In fact it is mere frustration: invasive fungal infections are difficult to diagnose. Quite often they are only discovered at autopsy as a major cause of unexplained morbidity. Therefore, it is not surprising that attempts to prevent the occurrence of these infections gained popularity. Unfortunately, in spite of having randomized more than 7000 patients in numerous clinical trials, there is still no solid scientific basis for universal use of antifungal prophylaxis during bone marrow suppressive treatment for a malignant disease.1 Obviously, this is rather different from what had been anticipated by the investigators at the time of the design of the studies. Their disappointment is accentuated by the extensive explanations in the discussion sections in their papers on these trials for the failure to show any benefit.
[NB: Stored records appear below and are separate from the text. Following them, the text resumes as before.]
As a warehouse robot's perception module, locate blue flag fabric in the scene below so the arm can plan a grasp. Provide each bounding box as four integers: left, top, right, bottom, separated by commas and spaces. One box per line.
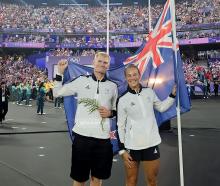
64, 0, 190, 153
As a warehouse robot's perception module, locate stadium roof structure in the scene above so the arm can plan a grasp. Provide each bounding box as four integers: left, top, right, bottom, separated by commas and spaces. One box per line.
0, 0, 173, 6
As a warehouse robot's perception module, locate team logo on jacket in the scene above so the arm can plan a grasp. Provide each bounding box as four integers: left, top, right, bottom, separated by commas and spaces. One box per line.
85, 85, 90, 89
130, 102, 135, 107
105, 88, 110, 94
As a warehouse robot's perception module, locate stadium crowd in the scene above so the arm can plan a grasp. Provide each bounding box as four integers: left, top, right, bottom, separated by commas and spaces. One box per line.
0, 0, 220, 33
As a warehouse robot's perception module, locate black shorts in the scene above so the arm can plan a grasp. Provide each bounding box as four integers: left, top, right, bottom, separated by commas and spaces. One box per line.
70, 134, 113, 182
127, 146, 160, 161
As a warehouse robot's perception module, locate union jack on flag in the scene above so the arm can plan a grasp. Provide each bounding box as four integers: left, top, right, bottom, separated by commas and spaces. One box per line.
124, 0, 173, 77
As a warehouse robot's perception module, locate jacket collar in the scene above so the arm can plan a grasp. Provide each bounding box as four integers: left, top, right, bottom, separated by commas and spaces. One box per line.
127, 84, 143, 94
92, 73, 107, 82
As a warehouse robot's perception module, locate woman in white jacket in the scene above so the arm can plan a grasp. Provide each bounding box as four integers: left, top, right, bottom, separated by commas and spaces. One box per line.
117, 65, 176, 186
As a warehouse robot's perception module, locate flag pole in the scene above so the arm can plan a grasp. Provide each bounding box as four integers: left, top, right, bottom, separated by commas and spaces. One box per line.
148, 0, 152, 33
106, 0, 110, 54
170, 0, 184, 186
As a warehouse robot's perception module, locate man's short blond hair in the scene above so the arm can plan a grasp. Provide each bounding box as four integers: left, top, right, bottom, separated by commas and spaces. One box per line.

To make it worse, even trials that at first glance appear to provide a positive answer do not survive fastidious dissection.

If there was only one, single study with enough power to validate the principle of antifungal prophylaxis, we could concentrate on the next question and be spared the futile debates between specialists with colliding opinions. There are none. So, must we do new trials? Absolutely, but only after spending ample time at the drawing board designing a study for which all parties—physicians, regulatory authorities, healthcare providers and pharmaceutical companies—take responsibility.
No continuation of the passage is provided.